转眼过去三月,夏溪苽在云衍的督促下已经能够做到熟练的使出水波刃。

    为此,夏溪苽一直很奇怪,作为一个兼附金火土系的上神,如何对她一个水系的仙术如此了如指掌?

    她将自己的疑虑告知云衍,来人笑而不语,眼底苦涩一闪而过,却被她轻易的捕捉到。

    夏溪苽想,那该是他不愿意提及的过往,不问也罢。

    成神之路漫漫,夏溪苽打从一开始便没往那方面去想,她之所以一直勤修苦练,只是希望自己的能力能够再强大一点。

    这样,她就能陪在云衍身边更长久一些。

    可她这样小小的念想终是在三个月后的清晨,尽数打破。

    那日她和往常一样准备晨练,从竹屋出来的那一刹天空已经泛起第一抹光亮。

    夏溪苽沿着门框偷偷朝屋外望去,云衍正站立溪畔,负手而立。

    云邸素来无风,今日却吹起了他如墨的长发和金丝边的白衣,远远望去一片萧索味道。

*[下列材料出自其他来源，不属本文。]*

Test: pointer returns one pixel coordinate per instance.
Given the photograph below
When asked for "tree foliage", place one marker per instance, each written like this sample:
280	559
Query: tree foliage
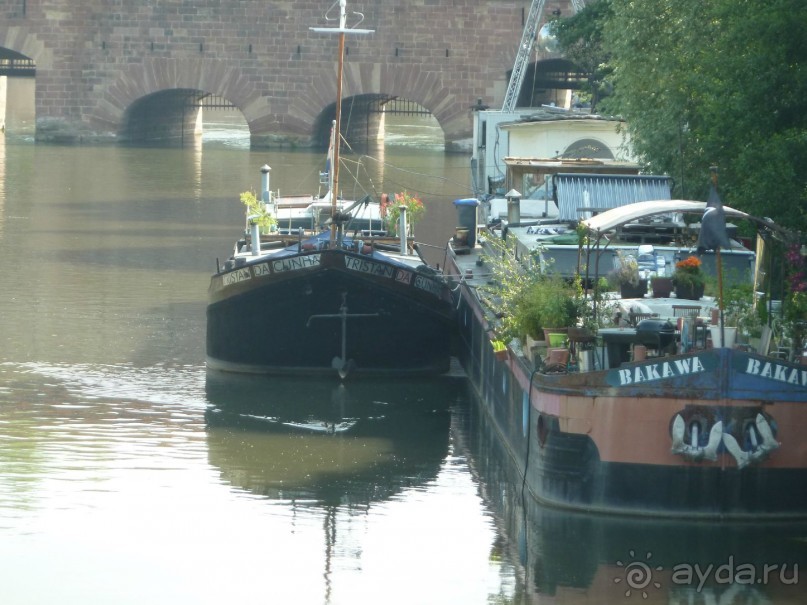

    在他的头顶,再也不是永远云淡风轻的湛蓝色天空,取而代之的,是密密麻麻围绕在云邸上方的天兵天将,为首的,更是百年难得一见的玉帝。

    “云衍,近来顺风耳已经查明,不久前你神力大减是因为替那西海小仙挡下了八十一道天雷。天命有意派她阻止墨渊,你心软放走已是不对。如今墨渊异动愈加频繁,朕亲自前来,就是希望你能看在朕的薄面上,将她交出来。”

    “这件事从头至尾都是我一个人的过错,与她无关。”云衍的声音,淡得没有一丝波澜。

    “如何无关?”玉帝剑眉紧蹙,威严的嗓音含着薄怒,“若非要救她,你又如何要本源之力牵制墨渊?现下一重天除了七彩星辰全数枯萎,再过不久,怕是墨渊中的妖力终将倾囊而出。三界动乱不说,朕最担心的还是你啊。”

    “玉帝是担心我,还是担心没有我之后的仙界呢?”云衍轻轻笑了笑,再不多看玉帝一眼,衣袖轻扬,只见金光闪过,天空又是一派晴朗亮丽。

    躲在屋檐下的夏溪苽,握住门框的指尖几乎被她掐的泛白。

    她早该知道的,天命难违。

    她能够安然无恙的存活在这世上,就证明墨渊依然没有消失。

    云衍将她独自丢于东海的那段时日里,是否正在与墨渊周旋?

    如果这便是事实,她动辄就拿这件事埋怨他,他该有多难过呢?

    许是夏溪苽的目光太过炽热,云衍缓缓转身,朝阳冉冉,他如画的容颜下唇角微勾,给予她一个温暖到极致的笑容。

    夏溪苽看得有些痴迷。

    她好像从来都没有告诉过他,于她心底,她私心的想将这个世界上所有有关于美好的形容词都加于他的身上。

    她眼里的云衍,永远都闪闪发光。

    照得她阴暗潮湿的三丈荒原,亦明亮透彻。

    可是云衍,我想要的,除了光明,还有能与你一同分担苦难的荣光。

    墨渊这么大的事情,为何你从来都不曾和我提起?

    夏溪苽强忍下心中酸涩,亦回以他一笑。若无其事的走到他的身边,撒娇般的扯过他的衣袖,道:“我今天不想练功。”

    云衍神色如常,伸手揉了揉她的脑袋,眼底满是宠溺,“好。”

    夏溪苽面上的笑容僵了僵,复又笑得愈加灿烂。